Senior Site Reliability Engineer - Data Infrastructure (san Jose)

ByteDance ByteDance · Big Tech · San Jose, CA · Infrastructure

Senior Site Reliability Engineer focused on the reliability, scalability, and efficiency of core data services in a massive, distributed environment. Responsibilities include incident response, SLO management, capacity optimization, automation, and AI infrastructure maintenance. This role is primarily focused on operational work and platform resilience, not feature development.

What you'd actually do

  1. Incident response and postmortems: Act as an incident commander for critical production issues, guiding the team through triage and resolution.
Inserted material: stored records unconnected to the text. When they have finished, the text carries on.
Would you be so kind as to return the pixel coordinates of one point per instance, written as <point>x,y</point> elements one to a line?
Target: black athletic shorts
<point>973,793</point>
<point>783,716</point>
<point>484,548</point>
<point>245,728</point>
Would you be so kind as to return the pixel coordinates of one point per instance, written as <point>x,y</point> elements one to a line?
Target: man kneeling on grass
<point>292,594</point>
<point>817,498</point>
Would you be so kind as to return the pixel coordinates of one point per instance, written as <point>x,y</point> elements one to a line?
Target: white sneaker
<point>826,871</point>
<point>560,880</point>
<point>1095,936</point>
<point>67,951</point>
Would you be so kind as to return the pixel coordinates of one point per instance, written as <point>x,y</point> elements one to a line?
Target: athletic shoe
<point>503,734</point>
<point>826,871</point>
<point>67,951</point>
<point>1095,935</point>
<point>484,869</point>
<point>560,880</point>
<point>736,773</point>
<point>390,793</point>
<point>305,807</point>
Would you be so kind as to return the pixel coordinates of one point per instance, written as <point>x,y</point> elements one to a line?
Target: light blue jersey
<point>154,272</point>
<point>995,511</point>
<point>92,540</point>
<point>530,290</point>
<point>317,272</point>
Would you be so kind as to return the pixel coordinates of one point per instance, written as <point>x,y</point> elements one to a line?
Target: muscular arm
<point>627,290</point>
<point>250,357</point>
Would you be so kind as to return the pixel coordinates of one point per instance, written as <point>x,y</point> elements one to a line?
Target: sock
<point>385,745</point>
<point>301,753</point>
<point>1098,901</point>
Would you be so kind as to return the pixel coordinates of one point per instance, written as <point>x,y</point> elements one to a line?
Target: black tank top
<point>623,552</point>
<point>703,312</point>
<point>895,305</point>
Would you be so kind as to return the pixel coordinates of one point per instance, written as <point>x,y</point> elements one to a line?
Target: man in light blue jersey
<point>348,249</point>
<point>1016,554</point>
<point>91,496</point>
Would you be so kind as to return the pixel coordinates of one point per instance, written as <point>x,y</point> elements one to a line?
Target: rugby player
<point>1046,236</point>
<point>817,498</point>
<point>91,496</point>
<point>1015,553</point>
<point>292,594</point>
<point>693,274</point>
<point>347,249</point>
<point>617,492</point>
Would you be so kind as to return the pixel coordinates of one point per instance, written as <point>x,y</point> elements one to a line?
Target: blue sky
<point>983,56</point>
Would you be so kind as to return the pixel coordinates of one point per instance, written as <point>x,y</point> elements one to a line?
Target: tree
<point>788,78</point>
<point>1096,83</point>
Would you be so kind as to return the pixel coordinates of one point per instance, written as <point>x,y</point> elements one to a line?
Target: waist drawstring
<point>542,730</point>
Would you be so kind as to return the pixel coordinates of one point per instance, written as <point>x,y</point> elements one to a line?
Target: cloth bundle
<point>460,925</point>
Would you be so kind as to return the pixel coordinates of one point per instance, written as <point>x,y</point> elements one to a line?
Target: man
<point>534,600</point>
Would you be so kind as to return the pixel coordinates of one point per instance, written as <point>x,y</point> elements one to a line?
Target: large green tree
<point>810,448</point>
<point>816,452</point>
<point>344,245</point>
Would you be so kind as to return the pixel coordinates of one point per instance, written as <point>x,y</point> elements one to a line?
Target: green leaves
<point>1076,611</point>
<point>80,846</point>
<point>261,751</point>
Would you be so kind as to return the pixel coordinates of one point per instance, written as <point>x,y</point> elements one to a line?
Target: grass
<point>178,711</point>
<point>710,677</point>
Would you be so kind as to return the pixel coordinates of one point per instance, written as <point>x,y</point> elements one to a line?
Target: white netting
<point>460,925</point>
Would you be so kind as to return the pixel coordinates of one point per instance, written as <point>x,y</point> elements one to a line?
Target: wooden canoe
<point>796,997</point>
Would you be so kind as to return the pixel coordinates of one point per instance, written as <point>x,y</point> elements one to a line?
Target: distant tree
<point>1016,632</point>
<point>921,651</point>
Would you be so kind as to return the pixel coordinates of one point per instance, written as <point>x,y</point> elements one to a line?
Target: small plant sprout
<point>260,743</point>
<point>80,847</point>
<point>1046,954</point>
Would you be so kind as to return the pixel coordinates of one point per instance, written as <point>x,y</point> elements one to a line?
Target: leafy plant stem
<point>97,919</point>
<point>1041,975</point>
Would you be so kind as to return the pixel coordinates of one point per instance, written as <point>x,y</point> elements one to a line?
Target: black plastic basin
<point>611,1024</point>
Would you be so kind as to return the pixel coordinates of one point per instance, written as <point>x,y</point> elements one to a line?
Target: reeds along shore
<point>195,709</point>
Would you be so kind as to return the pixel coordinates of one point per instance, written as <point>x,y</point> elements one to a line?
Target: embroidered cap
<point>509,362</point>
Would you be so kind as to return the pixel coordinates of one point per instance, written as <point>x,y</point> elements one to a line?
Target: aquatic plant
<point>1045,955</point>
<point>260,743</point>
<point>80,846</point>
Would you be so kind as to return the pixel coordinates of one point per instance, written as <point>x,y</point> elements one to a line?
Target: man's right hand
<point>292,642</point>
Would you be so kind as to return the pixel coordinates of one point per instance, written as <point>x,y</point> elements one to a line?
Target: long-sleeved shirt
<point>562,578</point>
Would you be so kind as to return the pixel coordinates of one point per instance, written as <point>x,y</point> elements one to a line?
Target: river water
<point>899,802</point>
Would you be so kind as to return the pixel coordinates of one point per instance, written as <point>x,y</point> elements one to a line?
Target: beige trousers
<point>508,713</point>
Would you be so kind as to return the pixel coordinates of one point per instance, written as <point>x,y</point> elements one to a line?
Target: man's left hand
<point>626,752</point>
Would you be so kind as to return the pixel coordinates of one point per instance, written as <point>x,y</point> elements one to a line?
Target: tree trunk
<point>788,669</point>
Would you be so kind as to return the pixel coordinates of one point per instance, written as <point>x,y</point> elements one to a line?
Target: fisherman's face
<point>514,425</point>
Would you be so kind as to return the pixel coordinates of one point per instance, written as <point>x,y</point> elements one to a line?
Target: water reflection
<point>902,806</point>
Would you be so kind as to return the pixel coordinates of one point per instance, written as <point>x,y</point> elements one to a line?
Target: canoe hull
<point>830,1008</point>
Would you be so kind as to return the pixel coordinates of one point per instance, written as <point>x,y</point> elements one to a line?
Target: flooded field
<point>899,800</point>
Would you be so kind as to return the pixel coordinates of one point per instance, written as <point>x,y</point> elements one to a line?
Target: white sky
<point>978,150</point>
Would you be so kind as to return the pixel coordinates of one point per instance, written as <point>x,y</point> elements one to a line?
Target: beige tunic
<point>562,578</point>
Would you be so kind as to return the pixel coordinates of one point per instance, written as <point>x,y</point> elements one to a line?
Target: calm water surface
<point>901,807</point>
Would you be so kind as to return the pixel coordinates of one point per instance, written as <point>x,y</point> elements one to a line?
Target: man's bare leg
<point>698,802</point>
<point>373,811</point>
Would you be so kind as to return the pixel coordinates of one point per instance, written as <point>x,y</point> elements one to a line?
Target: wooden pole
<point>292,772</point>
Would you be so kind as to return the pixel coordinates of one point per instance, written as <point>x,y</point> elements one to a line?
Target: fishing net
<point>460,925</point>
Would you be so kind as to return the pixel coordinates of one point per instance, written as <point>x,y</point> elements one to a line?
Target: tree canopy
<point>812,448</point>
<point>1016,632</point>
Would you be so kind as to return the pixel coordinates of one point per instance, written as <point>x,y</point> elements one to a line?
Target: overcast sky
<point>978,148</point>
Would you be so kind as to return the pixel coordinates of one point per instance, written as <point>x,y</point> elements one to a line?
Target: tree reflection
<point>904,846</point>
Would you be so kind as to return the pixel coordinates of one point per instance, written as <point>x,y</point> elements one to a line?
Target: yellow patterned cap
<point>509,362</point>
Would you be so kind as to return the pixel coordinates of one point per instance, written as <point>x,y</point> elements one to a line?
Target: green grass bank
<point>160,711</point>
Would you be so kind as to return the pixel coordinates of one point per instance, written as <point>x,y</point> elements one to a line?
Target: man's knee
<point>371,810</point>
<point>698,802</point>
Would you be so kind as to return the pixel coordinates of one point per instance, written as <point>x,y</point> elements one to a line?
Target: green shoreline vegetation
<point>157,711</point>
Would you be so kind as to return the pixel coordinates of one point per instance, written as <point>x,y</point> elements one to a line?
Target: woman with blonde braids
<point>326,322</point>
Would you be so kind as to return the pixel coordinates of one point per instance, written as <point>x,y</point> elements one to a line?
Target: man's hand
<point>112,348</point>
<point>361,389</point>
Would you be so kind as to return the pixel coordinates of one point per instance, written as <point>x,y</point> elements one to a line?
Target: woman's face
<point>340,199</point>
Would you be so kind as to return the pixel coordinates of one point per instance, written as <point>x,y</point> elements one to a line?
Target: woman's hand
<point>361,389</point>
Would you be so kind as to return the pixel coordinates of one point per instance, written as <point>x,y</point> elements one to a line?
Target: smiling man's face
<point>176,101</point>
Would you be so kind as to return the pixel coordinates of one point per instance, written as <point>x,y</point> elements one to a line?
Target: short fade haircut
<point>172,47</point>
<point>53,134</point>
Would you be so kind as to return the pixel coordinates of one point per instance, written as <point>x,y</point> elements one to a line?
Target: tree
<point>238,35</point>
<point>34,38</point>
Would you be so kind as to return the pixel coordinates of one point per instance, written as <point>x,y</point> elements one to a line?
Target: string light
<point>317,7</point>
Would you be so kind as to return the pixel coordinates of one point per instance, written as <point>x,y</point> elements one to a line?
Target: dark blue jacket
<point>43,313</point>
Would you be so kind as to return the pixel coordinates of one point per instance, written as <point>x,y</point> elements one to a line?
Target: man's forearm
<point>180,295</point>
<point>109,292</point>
Drive deep, blameless post-incident reviews and ensure that follow-up actions are implemented to prevent recurrence.
  2. SLO/SLA and error budgets: Define, negotiate, and maintain Service Level Objectives (SLOs) for critical data services. Champion the use of error budgets to balance reliability work with feature development.
  3. Capacity and cost optimization: Lead initiatives in capacity planning, performance tuning, and resource management. Develop strategies and automation to ensure our infrastructure scales efficiently and stays within budget.
  4. Pragmatic automation and AI orchestration: Design and build automation and leverage AI Agents to eliminate operational toil, improve deployment safety, and enhance overall operational efficiency. Focus on creating maintainable, robust tools and intelligent workflows that make the entire team more effective.
  5. Operational excellence and change management: Uphold and improve our standards for production operations, including runbooks, monitoring, and alerting. Vet complex changes and deployments to ensure they meet our bar for production readiness.

Skills

Required

  • Site Reliability Engineering
  • Production Engineering
  • Linux/Unix operating systems
  • networking fundamentals (TCP/IP, DNS)
  • distributed systems
  • Go
  • Python
  • Bash

Nice to have

  • large-scale data infrastructure (e.g., MySQL, Redis, Kafka, Flink)
  • Kubernetes
  • troubleshooting large-scale distributed systems
  • Data Center operations

What the JD emphasized

  • critical production issues
  • production incidents
  • production readiness
  • AI infrastructure